You give hints, obviously, to this man next to you. You bury your head in your book; you stare off into the middle distance; you fail to respond – you your mind's eye quite pointedly – to his most pressing of queries, but he persists. So, you direct your attention to the drink that stands before you with perhaps overly-specific involvement; two-thirds through comes and goes; your attunement to those other words that you know are emerging across and throughout this space you have encamped within tonight falters and slowly reduces to nil. Your worry slides into discouragement and inevitably you pack up and depart, left ultimately wordless, wondering what you may have missed.



THREE

I remember, with an unnerving clarity, what I thought then to be my greatest moment of error. I stood before the three-person tribunal at the sixth-grade Olympics of Mathematics. I remember precisely being asked to explain, in all possible detail, how I would go about solving a certain algebraic problem set before me. I remember the answer coming to me, as if by instinct, and the excitement that flushed my young face as I blurted that answer out. I remember the reproach given to me by the center figure on the dais before me, explaining that the panel required my method of obtaining an answer, not, as had been requested in the paper-based preliminaries, the answer itself. I remember the incomprehension, my grasping for understanding, and my stammering attempt to put into words how it was that I saw the numbers shifting and slipping, sliding around each other, ultimately finding their natural and necessary relative positions. I remember my desperate effort to offer to these three before me the words that would make clear, apparent to all, just how these numbers worked. I remember the third-place trophy that sat in my lap, in the back seat of my mother's car, the one that signified last place among the finalists. I remember the acute meaning of the word third.



From your corner, or end of the row, you crave a crowd. You wait for it, watch for its arrival even as you deplore that moment; you are torn. You look for, listen for the explosion of words that invariably stems from that mass of people at the same time you fully comprehend the difficulty it entails, the obstruction that wealth of words creates for you. You listen, at the edge of the multiplicity, working to separate the individual voice, those unique words that might come to you, offering that elusive way in. You wait, trying to maintain patience, as the proliferation of conversations fills the space you occupy on this occasion; you look to find the drops amidst the tide.

It is when there is a crowd that you most require your book, whichever it might be; you find it focuses you, reminds you of the individuality of words. There is something reassuring about that minimal typographic space between the last character of the preceding word and the first of the following. You find it helps you see the words, and those connections between them, instead of being caught up in the tangled mass they approach. You find that it helps, works as a balm perhaps, but you know, ultimately, that it does not work.

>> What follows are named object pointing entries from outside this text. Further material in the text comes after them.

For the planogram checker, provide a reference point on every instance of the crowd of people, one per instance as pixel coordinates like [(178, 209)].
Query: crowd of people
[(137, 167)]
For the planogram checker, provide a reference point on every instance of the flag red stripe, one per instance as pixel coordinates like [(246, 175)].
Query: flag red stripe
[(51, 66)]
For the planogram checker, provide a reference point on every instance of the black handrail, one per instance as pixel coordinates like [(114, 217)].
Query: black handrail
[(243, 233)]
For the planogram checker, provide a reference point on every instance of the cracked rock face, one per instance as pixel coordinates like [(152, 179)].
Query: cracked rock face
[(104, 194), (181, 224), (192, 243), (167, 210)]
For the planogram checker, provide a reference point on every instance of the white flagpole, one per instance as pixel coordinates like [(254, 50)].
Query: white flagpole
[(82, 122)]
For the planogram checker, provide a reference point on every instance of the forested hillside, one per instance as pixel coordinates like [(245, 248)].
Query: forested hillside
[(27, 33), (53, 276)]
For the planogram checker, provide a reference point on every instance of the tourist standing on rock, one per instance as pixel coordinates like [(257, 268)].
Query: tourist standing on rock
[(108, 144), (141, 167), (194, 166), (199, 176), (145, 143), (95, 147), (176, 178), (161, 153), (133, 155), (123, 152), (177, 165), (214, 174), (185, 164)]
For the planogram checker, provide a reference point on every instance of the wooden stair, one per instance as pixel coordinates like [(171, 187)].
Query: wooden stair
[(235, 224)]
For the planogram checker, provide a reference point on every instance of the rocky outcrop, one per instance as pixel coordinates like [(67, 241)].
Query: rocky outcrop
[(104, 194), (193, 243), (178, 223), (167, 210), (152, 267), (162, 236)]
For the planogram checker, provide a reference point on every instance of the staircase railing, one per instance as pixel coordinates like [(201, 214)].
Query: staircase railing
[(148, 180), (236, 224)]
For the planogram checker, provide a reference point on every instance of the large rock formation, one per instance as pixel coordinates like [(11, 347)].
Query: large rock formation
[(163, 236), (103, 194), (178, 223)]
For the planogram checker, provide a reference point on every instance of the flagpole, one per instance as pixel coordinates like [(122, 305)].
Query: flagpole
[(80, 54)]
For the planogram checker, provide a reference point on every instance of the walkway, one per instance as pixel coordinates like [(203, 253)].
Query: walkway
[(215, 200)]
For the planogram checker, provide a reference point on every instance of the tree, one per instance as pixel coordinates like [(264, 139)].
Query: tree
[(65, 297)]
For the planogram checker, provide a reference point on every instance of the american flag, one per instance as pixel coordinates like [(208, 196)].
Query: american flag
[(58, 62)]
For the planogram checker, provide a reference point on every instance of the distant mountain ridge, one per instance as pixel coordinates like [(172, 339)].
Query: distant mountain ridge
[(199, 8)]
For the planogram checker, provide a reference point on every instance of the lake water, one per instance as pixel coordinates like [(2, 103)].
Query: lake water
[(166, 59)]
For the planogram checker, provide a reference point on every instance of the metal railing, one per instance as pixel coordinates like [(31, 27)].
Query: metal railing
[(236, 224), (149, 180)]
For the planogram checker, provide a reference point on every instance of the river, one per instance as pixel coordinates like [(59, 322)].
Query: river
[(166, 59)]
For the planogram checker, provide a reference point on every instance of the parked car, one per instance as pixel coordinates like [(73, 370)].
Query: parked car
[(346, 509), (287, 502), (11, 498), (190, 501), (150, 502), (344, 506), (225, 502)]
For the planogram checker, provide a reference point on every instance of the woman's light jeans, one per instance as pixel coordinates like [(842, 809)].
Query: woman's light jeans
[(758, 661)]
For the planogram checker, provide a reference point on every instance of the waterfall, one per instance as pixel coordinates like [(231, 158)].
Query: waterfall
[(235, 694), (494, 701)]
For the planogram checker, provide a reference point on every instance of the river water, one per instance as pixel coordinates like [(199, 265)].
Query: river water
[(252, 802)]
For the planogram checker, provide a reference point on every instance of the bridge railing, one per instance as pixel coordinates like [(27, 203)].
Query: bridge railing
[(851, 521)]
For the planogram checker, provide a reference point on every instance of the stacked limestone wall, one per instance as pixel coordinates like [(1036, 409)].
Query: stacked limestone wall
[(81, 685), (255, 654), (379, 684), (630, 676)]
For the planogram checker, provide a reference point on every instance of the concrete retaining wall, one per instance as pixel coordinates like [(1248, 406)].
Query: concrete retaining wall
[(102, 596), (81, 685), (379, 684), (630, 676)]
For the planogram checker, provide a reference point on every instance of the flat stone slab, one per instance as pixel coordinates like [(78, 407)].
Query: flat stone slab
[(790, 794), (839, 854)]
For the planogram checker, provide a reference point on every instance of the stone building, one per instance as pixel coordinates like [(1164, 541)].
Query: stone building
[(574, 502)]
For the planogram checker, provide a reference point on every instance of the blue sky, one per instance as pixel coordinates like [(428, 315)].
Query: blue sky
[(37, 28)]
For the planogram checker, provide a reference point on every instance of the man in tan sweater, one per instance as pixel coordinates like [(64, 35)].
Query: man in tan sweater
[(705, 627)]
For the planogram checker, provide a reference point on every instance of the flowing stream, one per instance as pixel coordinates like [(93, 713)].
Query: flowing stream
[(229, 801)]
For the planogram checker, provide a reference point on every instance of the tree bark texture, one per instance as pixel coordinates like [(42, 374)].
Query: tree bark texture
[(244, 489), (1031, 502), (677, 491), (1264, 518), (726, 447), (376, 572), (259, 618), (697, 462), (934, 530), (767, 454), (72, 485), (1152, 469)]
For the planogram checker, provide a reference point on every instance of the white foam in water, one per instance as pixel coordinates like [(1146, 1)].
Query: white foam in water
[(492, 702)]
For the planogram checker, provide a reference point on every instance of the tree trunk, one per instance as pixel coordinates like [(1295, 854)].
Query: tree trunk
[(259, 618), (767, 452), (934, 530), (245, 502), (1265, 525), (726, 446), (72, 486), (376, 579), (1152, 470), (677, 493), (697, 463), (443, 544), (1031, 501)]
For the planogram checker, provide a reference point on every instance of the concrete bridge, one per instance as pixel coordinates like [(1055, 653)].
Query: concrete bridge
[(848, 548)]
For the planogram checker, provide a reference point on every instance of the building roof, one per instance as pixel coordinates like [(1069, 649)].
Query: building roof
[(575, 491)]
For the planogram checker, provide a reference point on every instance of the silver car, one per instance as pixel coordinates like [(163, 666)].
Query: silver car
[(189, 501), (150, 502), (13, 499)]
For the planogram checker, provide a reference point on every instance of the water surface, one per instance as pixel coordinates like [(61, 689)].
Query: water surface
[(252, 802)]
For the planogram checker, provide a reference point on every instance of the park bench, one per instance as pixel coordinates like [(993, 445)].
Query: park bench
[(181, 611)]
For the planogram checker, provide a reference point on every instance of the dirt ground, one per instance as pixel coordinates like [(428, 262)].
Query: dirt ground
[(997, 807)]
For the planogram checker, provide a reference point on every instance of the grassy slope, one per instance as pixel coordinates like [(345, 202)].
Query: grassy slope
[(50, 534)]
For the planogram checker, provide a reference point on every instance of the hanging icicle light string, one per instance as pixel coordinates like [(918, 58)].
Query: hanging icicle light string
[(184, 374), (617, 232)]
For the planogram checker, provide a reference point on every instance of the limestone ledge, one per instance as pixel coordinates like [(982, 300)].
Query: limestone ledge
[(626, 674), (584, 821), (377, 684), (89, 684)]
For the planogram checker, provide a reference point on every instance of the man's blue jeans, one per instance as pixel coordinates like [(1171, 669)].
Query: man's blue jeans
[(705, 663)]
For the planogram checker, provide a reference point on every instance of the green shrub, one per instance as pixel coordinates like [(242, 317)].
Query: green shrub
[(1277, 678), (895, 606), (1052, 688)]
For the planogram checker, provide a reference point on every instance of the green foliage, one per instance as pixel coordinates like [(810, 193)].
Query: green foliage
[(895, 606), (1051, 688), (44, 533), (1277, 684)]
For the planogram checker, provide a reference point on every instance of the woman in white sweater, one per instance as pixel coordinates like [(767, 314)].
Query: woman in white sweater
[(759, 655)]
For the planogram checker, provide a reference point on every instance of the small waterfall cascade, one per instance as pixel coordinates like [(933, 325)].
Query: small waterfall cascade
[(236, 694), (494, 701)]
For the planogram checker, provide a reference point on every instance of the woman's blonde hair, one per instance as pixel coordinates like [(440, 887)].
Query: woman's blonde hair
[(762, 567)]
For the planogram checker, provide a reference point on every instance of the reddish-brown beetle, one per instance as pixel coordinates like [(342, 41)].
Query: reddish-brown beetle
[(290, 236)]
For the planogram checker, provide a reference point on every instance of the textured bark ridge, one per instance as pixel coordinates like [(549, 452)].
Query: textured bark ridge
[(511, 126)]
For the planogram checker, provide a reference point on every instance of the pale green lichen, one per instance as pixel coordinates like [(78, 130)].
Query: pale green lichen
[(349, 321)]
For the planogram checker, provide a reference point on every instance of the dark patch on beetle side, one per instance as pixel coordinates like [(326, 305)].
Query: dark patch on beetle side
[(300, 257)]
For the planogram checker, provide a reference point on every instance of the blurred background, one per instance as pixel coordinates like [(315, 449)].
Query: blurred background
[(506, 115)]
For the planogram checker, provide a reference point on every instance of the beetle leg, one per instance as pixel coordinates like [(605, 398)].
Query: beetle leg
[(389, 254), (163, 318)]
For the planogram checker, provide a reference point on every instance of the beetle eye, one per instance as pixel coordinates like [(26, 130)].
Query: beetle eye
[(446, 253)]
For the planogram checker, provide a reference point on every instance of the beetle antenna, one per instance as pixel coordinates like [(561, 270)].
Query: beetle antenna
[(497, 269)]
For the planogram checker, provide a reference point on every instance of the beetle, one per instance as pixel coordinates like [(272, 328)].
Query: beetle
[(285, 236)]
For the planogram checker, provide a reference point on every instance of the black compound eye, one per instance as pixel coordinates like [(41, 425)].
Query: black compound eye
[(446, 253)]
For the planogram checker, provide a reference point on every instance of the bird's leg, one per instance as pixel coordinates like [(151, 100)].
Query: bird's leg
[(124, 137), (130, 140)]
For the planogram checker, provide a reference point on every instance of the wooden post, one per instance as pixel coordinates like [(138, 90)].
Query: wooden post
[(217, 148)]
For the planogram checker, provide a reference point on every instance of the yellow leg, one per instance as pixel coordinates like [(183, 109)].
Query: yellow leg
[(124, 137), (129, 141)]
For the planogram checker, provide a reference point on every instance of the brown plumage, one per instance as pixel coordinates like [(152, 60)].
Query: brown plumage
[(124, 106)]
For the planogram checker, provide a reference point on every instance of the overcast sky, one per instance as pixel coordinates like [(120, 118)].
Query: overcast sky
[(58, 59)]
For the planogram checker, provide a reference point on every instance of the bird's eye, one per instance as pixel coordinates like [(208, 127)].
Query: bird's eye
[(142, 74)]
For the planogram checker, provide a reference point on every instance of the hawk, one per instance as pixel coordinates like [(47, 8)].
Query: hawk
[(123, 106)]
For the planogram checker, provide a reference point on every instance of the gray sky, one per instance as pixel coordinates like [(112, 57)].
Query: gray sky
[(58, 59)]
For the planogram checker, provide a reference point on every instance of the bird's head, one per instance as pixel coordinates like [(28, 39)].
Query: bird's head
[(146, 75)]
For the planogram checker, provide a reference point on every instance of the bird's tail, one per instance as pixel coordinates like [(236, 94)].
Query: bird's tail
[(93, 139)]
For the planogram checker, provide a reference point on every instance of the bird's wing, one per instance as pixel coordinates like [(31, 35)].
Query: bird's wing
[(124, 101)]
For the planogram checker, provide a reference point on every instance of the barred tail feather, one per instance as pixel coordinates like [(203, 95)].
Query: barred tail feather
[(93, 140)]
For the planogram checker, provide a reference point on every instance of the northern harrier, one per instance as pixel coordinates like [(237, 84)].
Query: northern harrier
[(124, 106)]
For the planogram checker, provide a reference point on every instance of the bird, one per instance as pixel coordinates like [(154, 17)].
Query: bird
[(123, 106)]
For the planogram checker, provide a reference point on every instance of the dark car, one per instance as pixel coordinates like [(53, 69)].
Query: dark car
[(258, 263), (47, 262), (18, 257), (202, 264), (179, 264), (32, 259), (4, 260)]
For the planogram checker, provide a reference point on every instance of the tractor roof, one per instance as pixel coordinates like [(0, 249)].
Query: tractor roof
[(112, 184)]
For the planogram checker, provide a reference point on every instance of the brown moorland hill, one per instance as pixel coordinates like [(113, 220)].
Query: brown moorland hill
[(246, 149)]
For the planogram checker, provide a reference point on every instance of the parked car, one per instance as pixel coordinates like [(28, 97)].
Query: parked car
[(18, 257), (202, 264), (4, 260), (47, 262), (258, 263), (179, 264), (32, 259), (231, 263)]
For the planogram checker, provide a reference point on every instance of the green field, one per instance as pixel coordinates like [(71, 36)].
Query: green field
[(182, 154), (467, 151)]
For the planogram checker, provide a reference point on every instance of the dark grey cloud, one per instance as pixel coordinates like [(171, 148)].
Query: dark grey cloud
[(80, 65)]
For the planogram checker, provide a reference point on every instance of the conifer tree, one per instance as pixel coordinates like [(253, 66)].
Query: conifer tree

You are torn; the words are there, but they do not find purchase. They belong to the crowd; they are precisely the flood to which you do not belong; that is precisely why you have this process; that is why you sit, within this precise configuration, sipping gently at this drink before you, carefully reading those words printed upon the collection of pages you have brought with you, expending this effort to bring about the perfect conditions. You know what you are doing; you know that you do. You have made this commitment, and that is not for nothing. It will work, eventually, so you sit, you drink, and you read. You listen, carefully positioned in just this place. You balance this book and this drink, this barstool and this building. You listen. For the words that you know will come, you listen.